第2章フィードバックの基本モデル5ステップで実践するフィードバック

フィードバックの基本的な進め方とは?>基本の5ステップ

「フィードバックって、要は厳しく言えばいいってこと?」「実際、フィードバックを始めるのは不安……」──そんな皆さんのために、第2章ではフィードバックの具体的なやり方についてお伝えしていくことにしましょう。

フィードバックする前から、フィードバックは始まっている!?フィードバックはパワフルな部下育成法ではありますが、そのやり方を間違ってしまうと、部下のパフォーマンスの向上にはつながりません。

フィードバックが成功するかしないかは、フィードバックの受け手の心理状態に強く依存することが知られていますが、今までそれに関する学術知見に基づく書籍は日本にはほとんど存在していませんでした*7。

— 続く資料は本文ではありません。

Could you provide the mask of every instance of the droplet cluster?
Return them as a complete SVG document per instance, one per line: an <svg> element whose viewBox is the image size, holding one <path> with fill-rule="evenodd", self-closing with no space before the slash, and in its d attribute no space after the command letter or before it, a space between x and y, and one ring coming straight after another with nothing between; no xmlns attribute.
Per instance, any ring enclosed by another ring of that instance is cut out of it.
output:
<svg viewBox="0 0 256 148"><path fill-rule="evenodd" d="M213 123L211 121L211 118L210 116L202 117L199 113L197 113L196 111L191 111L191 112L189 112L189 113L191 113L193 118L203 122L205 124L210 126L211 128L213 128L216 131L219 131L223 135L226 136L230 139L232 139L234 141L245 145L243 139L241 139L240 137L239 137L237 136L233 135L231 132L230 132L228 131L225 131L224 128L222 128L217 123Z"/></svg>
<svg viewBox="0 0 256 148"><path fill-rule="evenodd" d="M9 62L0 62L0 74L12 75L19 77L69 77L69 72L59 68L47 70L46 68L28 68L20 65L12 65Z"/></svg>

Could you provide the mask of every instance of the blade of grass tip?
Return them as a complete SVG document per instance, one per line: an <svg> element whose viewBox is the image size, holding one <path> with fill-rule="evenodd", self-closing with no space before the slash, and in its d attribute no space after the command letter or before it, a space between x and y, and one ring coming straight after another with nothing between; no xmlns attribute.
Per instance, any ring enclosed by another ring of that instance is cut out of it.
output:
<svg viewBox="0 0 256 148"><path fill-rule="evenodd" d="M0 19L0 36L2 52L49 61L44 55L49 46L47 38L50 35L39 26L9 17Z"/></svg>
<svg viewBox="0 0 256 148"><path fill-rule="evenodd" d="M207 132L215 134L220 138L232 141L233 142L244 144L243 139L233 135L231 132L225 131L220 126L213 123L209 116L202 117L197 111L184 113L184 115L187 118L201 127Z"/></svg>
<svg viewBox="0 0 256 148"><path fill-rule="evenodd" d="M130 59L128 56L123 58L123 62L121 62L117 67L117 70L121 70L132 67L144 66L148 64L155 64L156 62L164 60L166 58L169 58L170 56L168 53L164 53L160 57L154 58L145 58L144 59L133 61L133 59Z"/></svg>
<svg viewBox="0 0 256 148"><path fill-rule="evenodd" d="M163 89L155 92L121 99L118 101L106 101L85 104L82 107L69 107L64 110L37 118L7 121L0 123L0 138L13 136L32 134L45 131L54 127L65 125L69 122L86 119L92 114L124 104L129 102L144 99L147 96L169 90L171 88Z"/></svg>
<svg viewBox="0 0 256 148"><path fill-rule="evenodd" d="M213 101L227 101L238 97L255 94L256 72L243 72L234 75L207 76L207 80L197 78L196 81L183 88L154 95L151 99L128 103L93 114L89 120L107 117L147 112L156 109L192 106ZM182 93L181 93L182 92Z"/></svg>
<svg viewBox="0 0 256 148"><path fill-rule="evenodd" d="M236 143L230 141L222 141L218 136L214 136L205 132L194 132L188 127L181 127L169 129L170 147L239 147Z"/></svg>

効果的なフィードバックをするためには、次のステップを踏むことをおすすめします。

【事前準備】フィードバックをする前に情報収集を行う

【実践】フィードバックをする信頼感の確保~雑談等で、相手から信頼感を得る

事実通知~鏡のように情報を通知する

問題行動の腹落とし~対話を通して、現状と目標のギャップを明確にする

振り返り支援~真の原因を突き止め、未来の行動計画をつくる

期待通知~自己効力感を高める【事後フォロー】事後にフォローアップする

スタマイズしたり、省略していただいても結構です。

まとめ

・フィードバックを成功させるには5つのステップがある*

【事前準備編】フィードバック前の情報収集>SBI情報を集めなければ、的確なフィードバックはできない

的はずれなフィードバックをされれば、部下はまともに話を聞いてはくれません。フィードバックには、事前の情報収集が欠かせません。

「事前準備」なきフィードバックは、「的を絞らず銃を乱射」するようなものです。事前準備で把握したい情報は「SBI」のセットです。

SBI情報とは何か?効果的なフィードバックのためにまっさきに必要になることは、「フィードバックの前に情報収集を行う」ことです。

情報収集を「観察」という概念で表すならば、「良きフィードバックは、良き観察から始まる」とまとめることができます。

そして「良きリーダーシップもまた、良き観察から始まる」のです。

経験の浅いマネジャーの中には、フィードバックということになると、いきなり部下をひっつかまえて、フィードバックをしてしまう人がいますが、ほとんどの場合、失敗します。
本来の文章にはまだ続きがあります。